Ekonomik ilerlemesini değişik taktiklerle engellemeye çalışan Avrupalılar aynı Osmanlılar zamanında yaptıklarını, Cumhuriyet döneminde de devam ettirdiler, terör belası. Bütün Avrupa ülkelerinde destek gören terör guruplarının faaliyetlerini, hariciyenin holdingleşen temsilcileri sadece seyrettiler. Bilgisiz ve tecrübesiz iltimasla kadroya alınan dayılıların yeri haline getirilen hariciye (Yakın zamana kadar ve halada öyledir) sadece pasaport ticaretiyle uğraşmaktan olan ve bitenden bihaber güya görev yapmaktadır. Avrupa devletlerinin ortak olduğu ve Türkiye’yi Pazar olarak gördükleri anlayış hiç değişmemiş ve de değişmeyecek.
Avrupalıların davranış ve icraatlarını, Türkiye’nin dışarda gözü kulağı olan hariciyenin iyi takip etmesi gerekirdi, maalesef olmadı ve de olmuyor. Türkiye’ye ihraç ettikleri ve destekledikleri örgütleri ya iyi takip edemediler ya da bulundukları ülkelere iyi anlatamadılar. Zaten anlatılmada bir netice alınamayacağı aşikârdır.
Ortak pazarın ortakları, Türkiye’yi yıllarca oyalamalarını bazı cesaretsiz ve iç siyasette show yapan politikacıların hataları, fakir olan ve gittikçe fakirleşen toplumun sırtına yüklendi. Avrupalıların dayatması ile aleyhimize isleyen anlaşmaları imzaladıklarında başarıymış gibi iç siyaset Show’u olarak meydanlarda halkı bir beklenti içerisine soktular. Tahsilli ve işsiz gençler hep Avrupa’ya kapağı atmayı hayal ettiler, hala de edenler var. Kısıtlı ve perişan bütçeyi har vurup harman savurarak lüks harcamalara yatırdılar. Tabi bu arada çeyiz eşyalarının ve güya ebeveyninde kalan miraslarının üzerine ekleme yaptılar. Devletin işletmeye açtığı üretim tesislerini zarar ediyor diye ve hatta ulusal sayılacak markaları patentiyle yabancı sermayeye teslim ettiler. Adına da globalleşiyoruz diye meydanlarda hava attılar. Özelleştirme furyasına, devlet için hayati önem taşıyan tesisleri adeta peşkeş çektiler ve geldiğimiz durum ortada. Geçmiş politikacıların masaya vurduğu yumrukların sesini sadece masaya vuran ve yalaka gazeteciler duydu. Türkiye’yi kendi sınırları içerisine hapsetmek isteyerek ve hatta sınırları daha da daraltarak cendereye sokmak isteyen ülkelere karşı dik duran Recep Tayyip Erdoğan’ı görünce karşılarında, taktik değiştirmeyi bırakarak açıktan tehdide başvurmaya başladılar.
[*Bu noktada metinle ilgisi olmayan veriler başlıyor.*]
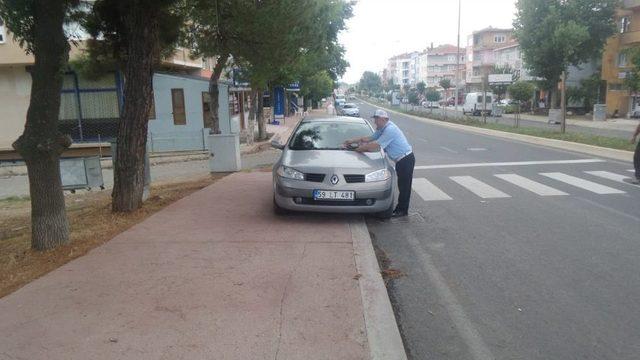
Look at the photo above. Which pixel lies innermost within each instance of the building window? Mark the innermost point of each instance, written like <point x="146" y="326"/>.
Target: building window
<point x="206" y="106"/>
<point x="622" y="59"/>
<point x="3" y="32"/>
<point x="625" y="22"/>
<point x="177" y="102"/>
<point x="152" y="111"/>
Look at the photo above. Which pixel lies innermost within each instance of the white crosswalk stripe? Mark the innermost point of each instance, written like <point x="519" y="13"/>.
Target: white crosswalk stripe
<point x="479" y="188"/>
<point x="428" y="191"/>
<point x="583" y="184"/>
<point x="533" y="186"/>
<point x="609" y="176"/>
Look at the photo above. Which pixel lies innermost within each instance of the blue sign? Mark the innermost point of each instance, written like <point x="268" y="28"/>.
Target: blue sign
<point x="278" y="102"/>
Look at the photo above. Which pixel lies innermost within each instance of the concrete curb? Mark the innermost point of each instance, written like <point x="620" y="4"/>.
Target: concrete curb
<point x="620" y="155"/>
<point x="383" y="336"/>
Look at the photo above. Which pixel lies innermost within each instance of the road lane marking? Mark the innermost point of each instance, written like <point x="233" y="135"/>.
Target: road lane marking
<point x="479" y="188"/>
<point x="428" y="191"/>
<point x="463" y="325"/>
<point x="530" y="185"/>
<point x="583" y="184"/>
<point x="609" y="176"/>
<point x="447" y="149"/>
<point x="513" y="163"/>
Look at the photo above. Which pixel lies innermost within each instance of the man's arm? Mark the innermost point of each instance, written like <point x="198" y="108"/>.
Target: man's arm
<point x="370" y="146"/>
<point x="635" y="134"/>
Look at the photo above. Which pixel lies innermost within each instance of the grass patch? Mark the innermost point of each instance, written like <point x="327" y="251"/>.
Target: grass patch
<point x="588" y="139"/>
<point x="92" y="224"/>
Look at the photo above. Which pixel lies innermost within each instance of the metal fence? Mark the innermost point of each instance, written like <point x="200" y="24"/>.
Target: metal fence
<point x="90" y="109"/>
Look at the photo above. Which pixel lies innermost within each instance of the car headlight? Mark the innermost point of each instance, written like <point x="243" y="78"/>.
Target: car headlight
<point x="380" y="175"/>
<point x="289" y="173"/>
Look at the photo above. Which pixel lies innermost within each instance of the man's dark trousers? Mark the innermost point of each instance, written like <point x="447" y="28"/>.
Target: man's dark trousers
<point x="404" y="170"/>
<point x="636" y="161"/>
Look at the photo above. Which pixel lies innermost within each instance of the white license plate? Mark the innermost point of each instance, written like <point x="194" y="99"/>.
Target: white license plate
<point x="334" y="195"/>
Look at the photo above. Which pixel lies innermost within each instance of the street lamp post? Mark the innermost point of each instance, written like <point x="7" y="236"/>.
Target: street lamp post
<point x="455" y="100"/>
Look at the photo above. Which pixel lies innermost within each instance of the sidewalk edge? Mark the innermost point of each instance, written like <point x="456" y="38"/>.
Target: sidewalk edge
<point x="615" y="154"/>
<point x="383" y="336"/>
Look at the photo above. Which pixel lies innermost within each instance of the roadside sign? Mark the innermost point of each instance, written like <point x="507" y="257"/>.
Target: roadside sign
<point x="295" y="86"/>
<point x="278" y="102"/>
<point x="500" y="78"/>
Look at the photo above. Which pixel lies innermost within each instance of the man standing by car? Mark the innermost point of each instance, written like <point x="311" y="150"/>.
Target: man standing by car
<point x="390" y="138"/>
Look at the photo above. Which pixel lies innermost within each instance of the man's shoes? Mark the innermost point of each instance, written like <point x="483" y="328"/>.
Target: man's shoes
<point x="399" y="214"/>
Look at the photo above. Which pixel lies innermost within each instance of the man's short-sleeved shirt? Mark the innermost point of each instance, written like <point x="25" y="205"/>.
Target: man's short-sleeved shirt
<point x="392" y="140"/>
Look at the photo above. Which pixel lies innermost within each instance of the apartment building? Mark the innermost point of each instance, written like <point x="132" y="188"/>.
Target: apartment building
<point x="404" y="69"/>
<point x="480" y="53"/>
<point x="615" y="63"/>
<point x="442" y="64"/>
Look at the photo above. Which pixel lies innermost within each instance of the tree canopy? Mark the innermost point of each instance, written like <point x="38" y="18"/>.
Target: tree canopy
<point x="556" y="34"/>
<point x="370" y="82"/>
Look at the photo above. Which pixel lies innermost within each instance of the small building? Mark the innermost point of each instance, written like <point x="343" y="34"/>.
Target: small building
<point x="90" y="108"/>
<point x="615" y="63"/>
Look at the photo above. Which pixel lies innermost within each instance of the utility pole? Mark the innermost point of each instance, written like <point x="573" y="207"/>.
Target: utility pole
<point x="455" y="100"/>
<point x="563" y="105"/>
<point x="484" y="96"/>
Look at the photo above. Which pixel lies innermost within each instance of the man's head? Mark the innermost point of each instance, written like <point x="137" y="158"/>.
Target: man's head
<point x="381" y="118"/>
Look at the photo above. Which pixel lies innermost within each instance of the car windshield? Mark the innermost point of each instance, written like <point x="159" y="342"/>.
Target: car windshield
<point x="327" y="135"/>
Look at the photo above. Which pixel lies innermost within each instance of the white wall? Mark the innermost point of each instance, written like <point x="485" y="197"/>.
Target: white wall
<point x="15" y="90"/>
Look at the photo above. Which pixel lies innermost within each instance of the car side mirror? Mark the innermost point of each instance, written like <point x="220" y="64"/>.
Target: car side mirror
<point x="277" y="145"/>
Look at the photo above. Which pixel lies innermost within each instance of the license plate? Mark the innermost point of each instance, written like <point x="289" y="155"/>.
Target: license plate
<point x="334" y="195"/>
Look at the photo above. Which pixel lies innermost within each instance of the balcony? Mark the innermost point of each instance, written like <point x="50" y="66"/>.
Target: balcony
<point x="630" y="38"/>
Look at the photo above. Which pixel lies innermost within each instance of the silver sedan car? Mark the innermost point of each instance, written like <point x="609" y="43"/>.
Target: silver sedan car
<point x="316" y="173"/>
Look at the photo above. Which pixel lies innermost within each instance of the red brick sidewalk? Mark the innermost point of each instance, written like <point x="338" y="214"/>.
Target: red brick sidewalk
<point x="213" y="276"/>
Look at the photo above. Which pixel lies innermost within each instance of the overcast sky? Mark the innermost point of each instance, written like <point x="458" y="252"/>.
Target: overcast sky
<point x="380" y="29"/>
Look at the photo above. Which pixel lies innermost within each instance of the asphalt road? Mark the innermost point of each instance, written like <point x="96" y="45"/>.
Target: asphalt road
<point x="509" y="119"/>
<point x="539" y="262"/>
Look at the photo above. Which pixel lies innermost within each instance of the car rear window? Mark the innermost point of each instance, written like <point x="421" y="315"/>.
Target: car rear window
<point x="327" y="135"/>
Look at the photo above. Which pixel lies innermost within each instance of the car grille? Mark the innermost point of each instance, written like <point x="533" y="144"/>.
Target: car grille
<point x="314" y="177"/>
<point x="356" y="202"/>
<point x="354" y="178"/>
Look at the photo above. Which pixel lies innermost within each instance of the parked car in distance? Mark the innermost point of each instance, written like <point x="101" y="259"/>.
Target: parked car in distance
<point x="431" y="104"/>
<point x="474" y="104"/>
<point x="316" y="173"/>
<point x="350" y="109"/>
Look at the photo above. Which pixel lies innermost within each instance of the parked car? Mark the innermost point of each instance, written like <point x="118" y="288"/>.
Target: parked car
<point x="350" y="109"/>
<point x="473" y="104"/>
<point x="316" y="173"/>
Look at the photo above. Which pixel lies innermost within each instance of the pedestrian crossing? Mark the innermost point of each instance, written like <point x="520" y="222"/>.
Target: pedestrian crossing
<point x="585" y="182"/>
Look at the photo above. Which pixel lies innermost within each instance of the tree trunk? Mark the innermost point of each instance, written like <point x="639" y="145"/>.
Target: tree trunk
<point x="554" y="99"/>
<point x="262" y="128"/>
<point x="142" y="24"/>
<point x="252" y="116"/>
<point x="41" y="143"/>
<point x="214" y="123"/>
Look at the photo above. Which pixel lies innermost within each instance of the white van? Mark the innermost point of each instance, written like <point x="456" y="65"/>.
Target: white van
<point x="473" y="104"/>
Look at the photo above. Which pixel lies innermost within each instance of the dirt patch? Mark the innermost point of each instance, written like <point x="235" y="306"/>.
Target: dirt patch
<point x="388" y="273"/>
<point x="92" y="224"/>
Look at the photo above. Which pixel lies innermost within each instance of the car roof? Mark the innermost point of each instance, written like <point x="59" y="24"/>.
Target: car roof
<point x="345" y="119"/>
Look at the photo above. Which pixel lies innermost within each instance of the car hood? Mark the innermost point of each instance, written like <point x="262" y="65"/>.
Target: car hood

Türkiye gelecek zaman içerisinde tarafını tayin etmek zorundadır. Yurtta sulh, cihanda sulh belki söylendiği zamanda geçerliydi, fakat zamanla bu anlayış özelliğini yitirmişe benziyor. Savaşın ne kadar acımasız ve nasıl acılar bıraktığını hepimiz görüyor ve yaşıyoruz. Fakat gerektiği zamanda savaşılmalı. Bağımsızlığı olmayan ülkenin dini de olmaz sözü de dinlenmez. Bağımsız ve hür olmak kuvvetli ve donanımlı bir ordu gerektirir. Türk ulusu vatanını ve devletini namusundan daha ileri tutar. Bir İngiliz casus hatıralarında, Türklerin vatanına, dinine ve namusuna dokunulmadığı müddetçe her konuda anlaşılabilir fakat işin içine namus, din ve vatan girince düşünmeden canını feda eder. Kıbrıs harekâtında Allah Allah diye merminin önüne koşan bir milletle savaşılmaz demiş. Her zaman öyledir çok doğru söylemiş.